In the next few days, people in some European cities were shocked to witness one of the most appalling potentialities of Mojahedin; a number of the group’s insiders immolated themselves in public to protest Maryam Rajavi’s arrest. Reportedly, more than ten Mojahedin sympathizers set themselves alight in three days in Paris, Berne, Rome, London, and Ottawa. The human tragedy ended with two deaths; two women, Sediqeh Mojaveri, 40, and Neda Hassani, 19, died because of the self-immolation injuries.
After three years, on 16 June 2006, MKO announced in a statement that the Paris Appeals Court had dropped all restrictions imposed on 16 active members of the Iranian terrorist group including Maryam Rajavi, following the raid of June 17, 2003. According to the Appeals Court ruling, the 16 members were free to communicate with each other and to travel abroad, nothing more. The French court ruling gave MKO an opportunity to fuel its propaganda machine. While the file is open and MKO is not acquitted of the previous charges, the group has initiated rebuking the French judiciary.
At a press conference held in Paris on June 20, 2006, several members, along with a few of its French advocates, reproved French judiciary for having made a transparent mistake three years ago. Bernard Dartevelle, a French jurist present at the press conference, said "This shows that all their charges against the Resistance were completely baseless. The terrorist charge against the Mojahedin has been undermined. On the international level, the ruling is a slap on the face of all those who have designated the PMOI in the terror list". Mr. Dartevelle’ statement, meant to slap MKO on the back, is more a slap in the face of international opinion.
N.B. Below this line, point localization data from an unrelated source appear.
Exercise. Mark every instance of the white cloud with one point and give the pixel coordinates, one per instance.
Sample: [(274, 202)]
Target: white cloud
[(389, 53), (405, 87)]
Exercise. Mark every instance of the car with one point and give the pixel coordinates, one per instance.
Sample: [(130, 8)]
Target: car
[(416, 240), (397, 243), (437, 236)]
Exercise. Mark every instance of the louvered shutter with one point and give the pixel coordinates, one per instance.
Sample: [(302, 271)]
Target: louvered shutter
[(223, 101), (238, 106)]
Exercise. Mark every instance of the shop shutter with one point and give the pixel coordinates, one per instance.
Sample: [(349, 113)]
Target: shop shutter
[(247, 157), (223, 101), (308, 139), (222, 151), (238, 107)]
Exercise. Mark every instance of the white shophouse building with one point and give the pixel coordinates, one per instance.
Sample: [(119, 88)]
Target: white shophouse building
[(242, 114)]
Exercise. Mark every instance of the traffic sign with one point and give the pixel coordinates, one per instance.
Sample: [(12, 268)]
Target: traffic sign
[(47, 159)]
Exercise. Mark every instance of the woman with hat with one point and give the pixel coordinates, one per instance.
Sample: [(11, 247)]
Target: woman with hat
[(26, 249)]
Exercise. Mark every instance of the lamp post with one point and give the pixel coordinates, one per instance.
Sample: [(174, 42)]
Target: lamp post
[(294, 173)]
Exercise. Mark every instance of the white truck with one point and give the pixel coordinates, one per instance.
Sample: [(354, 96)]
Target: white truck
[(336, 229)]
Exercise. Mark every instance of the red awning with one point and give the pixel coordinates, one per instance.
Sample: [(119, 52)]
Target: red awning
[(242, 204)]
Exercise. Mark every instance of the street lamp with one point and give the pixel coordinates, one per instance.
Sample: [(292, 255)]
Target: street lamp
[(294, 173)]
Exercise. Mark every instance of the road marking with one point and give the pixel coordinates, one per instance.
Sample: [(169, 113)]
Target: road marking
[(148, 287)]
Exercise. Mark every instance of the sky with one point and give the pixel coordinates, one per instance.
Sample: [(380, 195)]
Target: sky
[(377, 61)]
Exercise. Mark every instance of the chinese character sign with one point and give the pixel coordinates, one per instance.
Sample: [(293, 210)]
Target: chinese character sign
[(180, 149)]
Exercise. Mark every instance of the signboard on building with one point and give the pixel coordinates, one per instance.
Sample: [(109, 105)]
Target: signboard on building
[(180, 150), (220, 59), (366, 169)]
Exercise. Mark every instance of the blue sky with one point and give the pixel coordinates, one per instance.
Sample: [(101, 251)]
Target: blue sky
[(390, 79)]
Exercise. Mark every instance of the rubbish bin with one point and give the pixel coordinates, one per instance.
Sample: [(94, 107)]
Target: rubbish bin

Abolqasem Rezaii, deputy head of the NCRI’s secretariat, one of the 16, told the press conference that the “recent court ruling represented a total rejection of all terrorist and money laundering charges against the Iranian Resistance”. The French judiciary has exonerated none of the MKO’s previous terrorist and money laundering charges and the file is fully open. Now, after three years, Rezaii claims “I told them [investigators] from day one that I was in charge of the Resistance’s finances and that they could ask all their questions from me, but they did not speak to me even once… now that the falsity of the case and all those charges are proven, why do they not close the file?”. No doubt, he has been investigated on the charges more than once but proved to be non-cooperative or misguiding, otherwise, the court would rule return of more than $8 million to the NCRI whose sources are not still transparent. Moreover, the court has banned the group to be indulged in fundraising activities inside the Franc’s soil.
MKO must be thankful of the French judiciary and people whom they are reproaching. It is MKO’s habitual to claim the whole loaf if you favor them a morsel. Wise people leash hounds with rabies to save others in the vicinity. It is a heavy mutual duty on the shoulders of French’s judiciary and security systems to be watchful of a sect, blacklisted as a terrorist organization, to safeguard the social peace and nation’s well-being when it is settled next door. MKO is capable of jeopardizing peace and tranquility of people as it did when in Iran.
– The quotes are all from the NCRI website Dated26 June 2006.